As you can see you can do this will all the terms in your expansion.
What do you get if you substitute x=0?

 

[Prove It]

You're all making life difficult upon yourselves. The "n"th term of a MacLaurin Series is \(\displaystyle \displaystyle \frac{f^{(n)}(0)}{n!}\,x^n \), so the 15th term will be \(\displaystyle \displaystyle \frac{f^{(15)}(0)}{15!}\,x^{15}\). Equating these gives

\(\displaystyle \displaystyle \frac{f^{(15)}(0)}{15!}\,x^{15} = \frac{1}{5!}\,x^{15}\).

Now solve for \(\displaystyle \displaystyle f^{(15)}(0)\).

 

[I like Serena]

You're all making life difficult upon yourselves.

I'm trying to show why the MacLaurin formula works at all.
IMO that's more useful than just applying a formula, that you will first have to learn by heart.

 

[Petrus]

Okay!
As you can see you can do this will all the terms in your expansion.
What do you get if you substitute x=0?

\(\displaystyle \frac{15!}{5!}\)

Regards,
\(\displaystyle |\pi\rangle\)

 

[I like Serena]

\(\displaystyle \frac{15!}{5!}\)

Regards,
\(\displaystyle |\pi\rangle\)

There you go! ;)

So if you differentiate the Taylor expansion of $\sin x^3$ for 15 times, you'll get \(\displaystyle \frac{15!}{5!}\) at $x=0$.
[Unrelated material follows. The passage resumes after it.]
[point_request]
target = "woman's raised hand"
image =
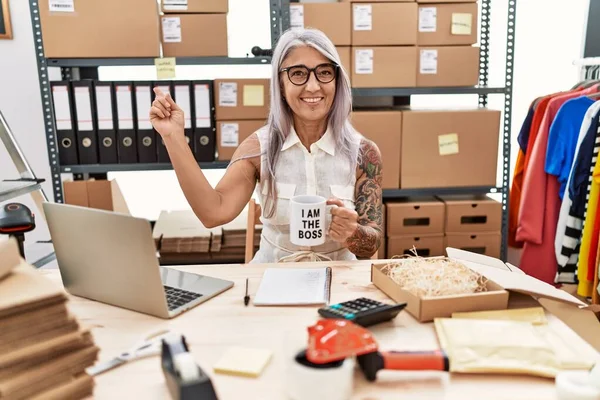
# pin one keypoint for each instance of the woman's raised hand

Perhaps you can take a look at the MacLaurin series now, as $\chi\ \sigma$ and Prove It suggested, and check out the term that contains $f^{(15)}(0)$.
Btw, the MacLaurin series is the same as the Taylor series, just expanded around 0, instead of around a generic constant.

 

[Petrus]

There you go! ;)

So if you differentiate the Taylor expansion of $\sin x^3$ for 15 times, you'll get \(\displaystyle \frac{15!}{5!}\) at $x=0$.
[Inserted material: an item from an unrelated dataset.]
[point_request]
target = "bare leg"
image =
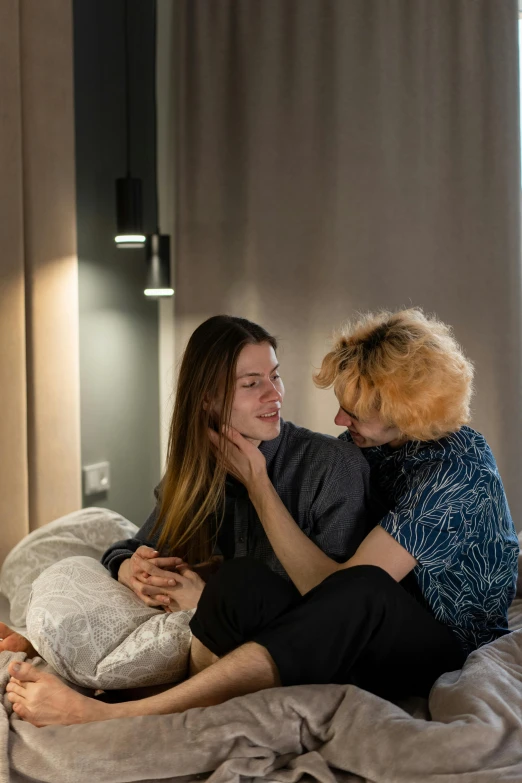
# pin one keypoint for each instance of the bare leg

Perhaps you can take a look at the MacLaurin series now, as $\chi\ \sigma$ and Prove It suggested, and check out the term that contains $f^{(15)}(0)$.
Btw, the MacLaurin series is the same as the Taylor series, just expanded around 0, instead of around a generic constant.

I start to understand more, thanks alot!:) I will keep work with more kind of this problem :)

Regards,
\(\displaystyle |\pi\rangle\)

 

[chisigma]

\(\displaystyle \frac{15!}{5!}\)

Regards,
\(\displaystyle |\pi\rangle\)

A 'very big number' of the order of $10^{10}$... that did discourage You?...

Kind regards

$\chi$ $\sigma$

 

[Petrus]

A 'very big number' of the order of $10^{10}$... that did discourage You?...

Kind regards

$\chi$ $\sigma$

Hello Chisigma,
What do you exactly mean with that?

Regards,
\(\displaystyle |\pi\rangle\)

 

[chisigma]

Hello Chisigma,
What do you exactly mean with that?

Regards,
\(\displaystyle |\pi\rangle\)

Just curiosity... no more!:D...

Kind regards

$\chi$ $\sigma$